An engrossing saga of good versus evil
Published: Wednesday, December 19, 2001
The Lord of the Rings: The Fellowship of the Ring is the first big-budget fantasy in ages that doesn't feel like it was made on someone's computer, or as an excuse to sell action figures, or to capitalize on a profitable franchise. The movie, of course, is based on J.R.R. Tolkien's beloved epic about hobbits, wizards and a far-flung land known as Middle-earth.
But the film has such a unity of tone, such genuine passion and feverish invention, it feels like it sprang right out of director Peter Jackson's imagination. Despite the considerable hype surrounding it, The Fellowship of the Ring has the stamp of a personal, intimate project: It really is one from the heart.

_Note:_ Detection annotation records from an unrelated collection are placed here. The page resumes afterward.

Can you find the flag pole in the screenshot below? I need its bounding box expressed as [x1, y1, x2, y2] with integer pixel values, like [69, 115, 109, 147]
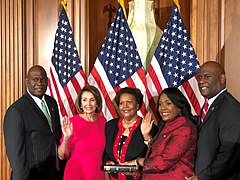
[173, 0, 181, 13]
[61, 0, 68, 11]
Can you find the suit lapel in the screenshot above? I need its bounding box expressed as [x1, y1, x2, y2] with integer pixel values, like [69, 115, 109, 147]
[25, 93, 52, 131]
[200, 91, 228, 129]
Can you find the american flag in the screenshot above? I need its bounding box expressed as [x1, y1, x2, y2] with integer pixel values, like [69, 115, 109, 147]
[88, 4, 148, 120]
[48, 8, 86, 117]
[146, 3, 204, 114]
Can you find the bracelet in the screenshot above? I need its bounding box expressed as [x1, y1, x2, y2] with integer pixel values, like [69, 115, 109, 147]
[143, 137, 152, 145]
[135, 157, 141, 167]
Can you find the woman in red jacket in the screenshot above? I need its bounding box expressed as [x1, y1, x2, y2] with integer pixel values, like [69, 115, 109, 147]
[124, 88, 197, 180]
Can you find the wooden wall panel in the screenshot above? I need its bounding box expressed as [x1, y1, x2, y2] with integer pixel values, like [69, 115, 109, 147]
[0, 0, 240, 180]
[0, 0, 23, 180]
[225, 0, 240, 100]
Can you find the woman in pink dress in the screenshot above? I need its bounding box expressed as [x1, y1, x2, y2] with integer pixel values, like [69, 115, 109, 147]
[58, 86, 106, 180]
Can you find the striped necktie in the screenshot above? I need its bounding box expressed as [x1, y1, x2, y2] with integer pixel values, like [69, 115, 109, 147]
[41, 100, 52, 131]
[201, 100, 208, 122]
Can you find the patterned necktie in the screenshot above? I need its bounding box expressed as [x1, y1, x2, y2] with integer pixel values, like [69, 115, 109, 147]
[201, 100, 208, 122]
[41, 100, 52, 131]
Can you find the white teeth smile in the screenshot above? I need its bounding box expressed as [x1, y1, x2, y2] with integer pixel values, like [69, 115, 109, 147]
[162, 113, 169, 116]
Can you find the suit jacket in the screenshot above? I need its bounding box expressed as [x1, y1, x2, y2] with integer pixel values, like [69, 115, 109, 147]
[195, 91, 240, 180]
[4, 93, 61, 180]
[142, 117, 197, 180]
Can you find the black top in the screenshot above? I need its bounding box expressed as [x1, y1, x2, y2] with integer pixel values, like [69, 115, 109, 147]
[103, 118, 158, 180]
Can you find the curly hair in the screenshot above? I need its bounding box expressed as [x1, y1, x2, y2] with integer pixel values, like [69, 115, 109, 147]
[157, 88, 196, 123]
[75, 86, 102, 114]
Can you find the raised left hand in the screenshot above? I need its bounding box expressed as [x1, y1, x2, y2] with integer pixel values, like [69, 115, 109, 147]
[141, 112, 154, 140]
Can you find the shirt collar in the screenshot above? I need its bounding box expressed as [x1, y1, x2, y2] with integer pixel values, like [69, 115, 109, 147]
[208, 88, 227, 107]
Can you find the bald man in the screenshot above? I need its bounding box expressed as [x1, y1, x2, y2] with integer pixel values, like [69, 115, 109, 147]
[4, 65, 61, 180]
[186, 61, 240, 180]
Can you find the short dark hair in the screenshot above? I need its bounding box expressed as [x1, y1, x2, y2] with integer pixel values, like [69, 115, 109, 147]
[75, 86, 102, 114]
[114, 87, 143, 110]
[157, 87, 196, 123]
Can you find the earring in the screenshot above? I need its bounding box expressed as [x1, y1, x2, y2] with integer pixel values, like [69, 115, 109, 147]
[178, 111, 182, 116]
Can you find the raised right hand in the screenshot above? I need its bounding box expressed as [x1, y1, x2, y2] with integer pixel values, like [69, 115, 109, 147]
[62, 116, 73, 140]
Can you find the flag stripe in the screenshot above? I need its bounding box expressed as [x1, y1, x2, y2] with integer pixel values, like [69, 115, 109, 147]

A lifelong fan of fantasy films, Jackson spent several years trying to get Lord of the Rings going at various studios, and the constant delays were the best thing that could have happened to the movie. Jackson spent so much time writing and rewriting the script (with Fran Walsh and Philippa Boyens), designing the film's costumes and special effects, and even scouting locations in the New Zealand wilderness, that by the time shooting actually started, he had the entire movie worked out in his head.

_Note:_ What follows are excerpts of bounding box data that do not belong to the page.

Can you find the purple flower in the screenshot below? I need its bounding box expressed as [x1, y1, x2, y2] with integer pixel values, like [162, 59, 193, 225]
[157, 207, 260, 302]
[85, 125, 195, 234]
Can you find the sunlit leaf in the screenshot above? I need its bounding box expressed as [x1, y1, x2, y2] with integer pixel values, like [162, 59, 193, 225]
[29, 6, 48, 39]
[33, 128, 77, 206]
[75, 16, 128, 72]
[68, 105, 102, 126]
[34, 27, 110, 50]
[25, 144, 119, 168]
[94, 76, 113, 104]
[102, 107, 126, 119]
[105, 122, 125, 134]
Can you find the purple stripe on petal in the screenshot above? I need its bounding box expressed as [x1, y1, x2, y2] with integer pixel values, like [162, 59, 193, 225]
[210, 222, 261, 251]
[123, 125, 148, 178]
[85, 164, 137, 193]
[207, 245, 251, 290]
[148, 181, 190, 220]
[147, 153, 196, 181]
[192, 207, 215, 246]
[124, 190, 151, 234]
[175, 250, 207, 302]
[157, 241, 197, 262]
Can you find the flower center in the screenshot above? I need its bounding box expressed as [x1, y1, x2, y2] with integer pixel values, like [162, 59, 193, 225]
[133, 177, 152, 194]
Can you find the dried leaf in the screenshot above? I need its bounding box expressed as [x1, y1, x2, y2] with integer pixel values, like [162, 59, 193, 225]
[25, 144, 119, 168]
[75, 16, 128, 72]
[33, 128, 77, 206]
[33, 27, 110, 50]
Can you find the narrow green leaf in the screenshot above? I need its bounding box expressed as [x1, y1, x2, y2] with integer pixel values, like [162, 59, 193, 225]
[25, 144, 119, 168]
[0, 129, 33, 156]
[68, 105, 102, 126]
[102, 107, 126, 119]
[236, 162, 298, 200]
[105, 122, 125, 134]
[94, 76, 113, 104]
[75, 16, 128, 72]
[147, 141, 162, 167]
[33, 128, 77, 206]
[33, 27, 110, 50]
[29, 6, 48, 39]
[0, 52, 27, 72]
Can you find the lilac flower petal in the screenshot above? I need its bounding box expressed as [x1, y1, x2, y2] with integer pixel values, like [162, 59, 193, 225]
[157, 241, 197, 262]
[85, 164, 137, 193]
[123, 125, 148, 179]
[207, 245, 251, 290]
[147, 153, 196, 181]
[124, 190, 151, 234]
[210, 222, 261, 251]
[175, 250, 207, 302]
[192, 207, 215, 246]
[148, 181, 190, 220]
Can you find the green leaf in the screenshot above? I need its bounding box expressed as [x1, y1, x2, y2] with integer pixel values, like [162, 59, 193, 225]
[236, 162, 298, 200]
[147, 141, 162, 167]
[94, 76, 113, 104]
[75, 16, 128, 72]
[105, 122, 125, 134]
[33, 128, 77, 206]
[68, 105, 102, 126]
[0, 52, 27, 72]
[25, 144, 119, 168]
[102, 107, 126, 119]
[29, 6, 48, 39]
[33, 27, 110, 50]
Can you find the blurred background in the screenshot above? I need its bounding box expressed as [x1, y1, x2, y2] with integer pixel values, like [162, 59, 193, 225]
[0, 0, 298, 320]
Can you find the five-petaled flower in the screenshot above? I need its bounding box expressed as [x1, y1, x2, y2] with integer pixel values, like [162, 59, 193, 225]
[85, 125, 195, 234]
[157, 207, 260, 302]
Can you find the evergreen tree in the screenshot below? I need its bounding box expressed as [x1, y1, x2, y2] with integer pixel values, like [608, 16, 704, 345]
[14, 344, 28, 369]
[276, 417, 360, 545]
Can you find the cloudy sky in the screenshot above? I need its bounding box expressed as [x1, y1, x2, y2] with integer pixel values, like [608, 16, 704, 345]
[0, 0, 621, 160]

That confidence emboldens a sprawling, mammoth-scale adventure that never loses sight of the complex story it is telling. The gist of the plot centers around Frodo Baggins (Elijah Wood), a personable hobbit (they of short stature, furry feet and a fondness for pipeweed) entrusted to destroy a magical ring wanted by some very bad people. Frodo must trek to the place where the ring was forged -- Mount Doom -- in order to carry out his assignment, and he's helped by a coalition that includes the wizard Gandalf (Ian McKellen), the mighty warrior Aragorn (Viggo Mortensen), the elven archer Legolas (Orlando Bloom) and a host of others, both human and not.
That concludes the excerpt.